Sometimes when you’re buying or growing your tomatoes, it isn’t uncommon to discover one or more black spots on the surface of the tomato. So now you’re wondering whether they are safe to eat?
The answer is yes, with a huge but.
First of all, you need to know and understand what is causing the black spots on your tomatoes.
If the area looks rotten and sunken, then you’re probably dealing with an issue known as Blossom end rot. This problem isn’t uncommon when growing your own tomatoes. It is a physiological issue with the plant caused by a calcium imbalance that affects the tomatoes themselves. Blossom end rot is less common when buying store-bought tomatoes as they should be removed during picking and packing. If you cut out the affected areas, you can eat these tomatoes, but you should consider whether it is worth the risk.

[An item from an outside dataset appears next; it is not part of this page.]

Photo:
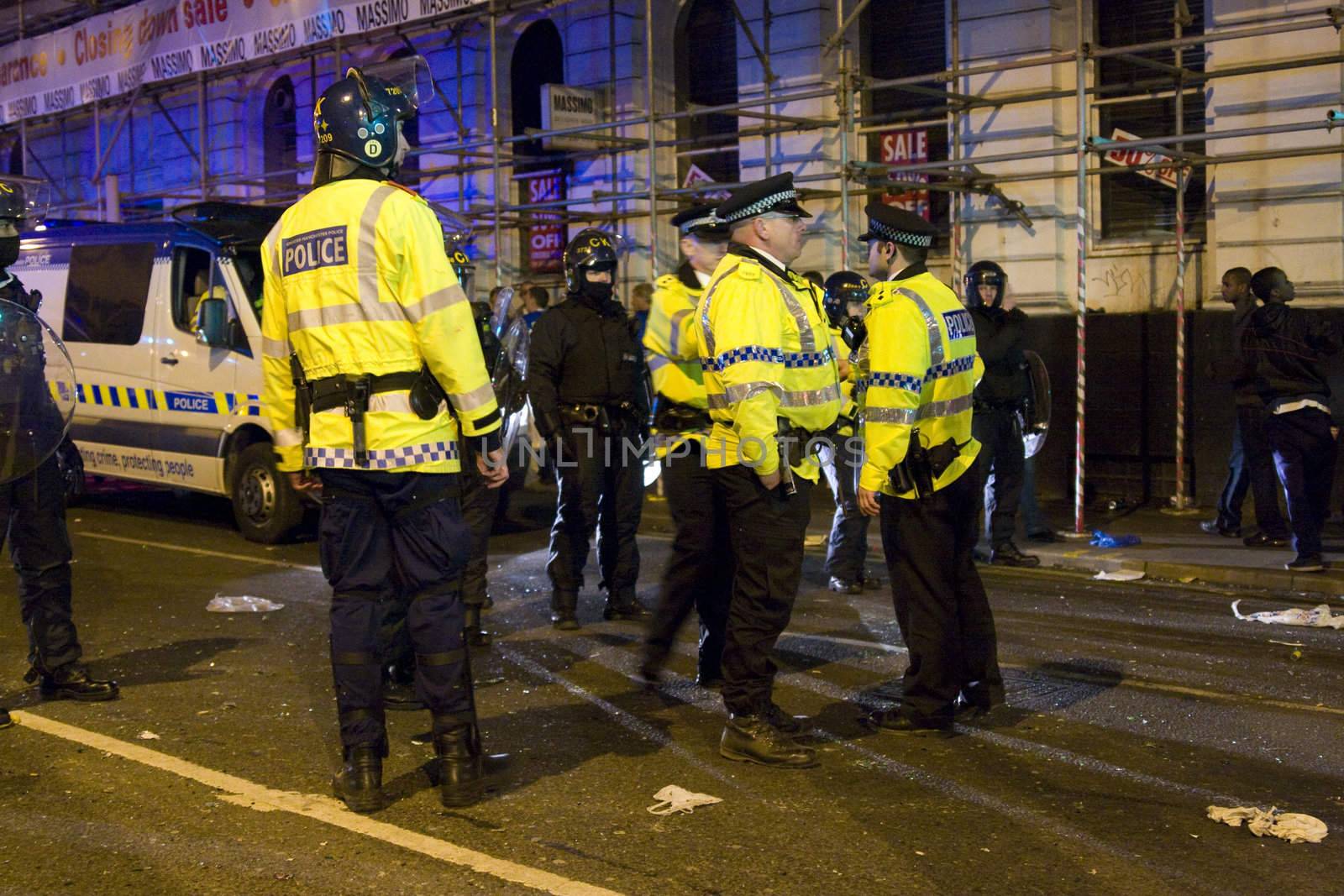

The most common cause of black spots on tomatoes you purchase in the store is a fungal issue known as Anthracnose (Colletotrichum coccodes).
Anthracnose is caused by fungi that thrive in humid conditions such as those in which tomatoes are most often grown. So it is a common issue. The dark areas on the tomato are dead and often look soft as if starting to rot.
If you buy in tomatoes when they are unripe, you’ll not always notice the dark spots until the tomato ripens, at which point they become more visible. It can even take up to six days for the lesions to become apparent on the fruit.
So long as you cut away the affected areas of the tomato, you can eat tomatoes affected by the black spots created by anthracnose. If the inside of the tomato is affected, cut away that area as well, or if you have plenty of tomatoes, avoid it altogether and put it in the recycling for compost.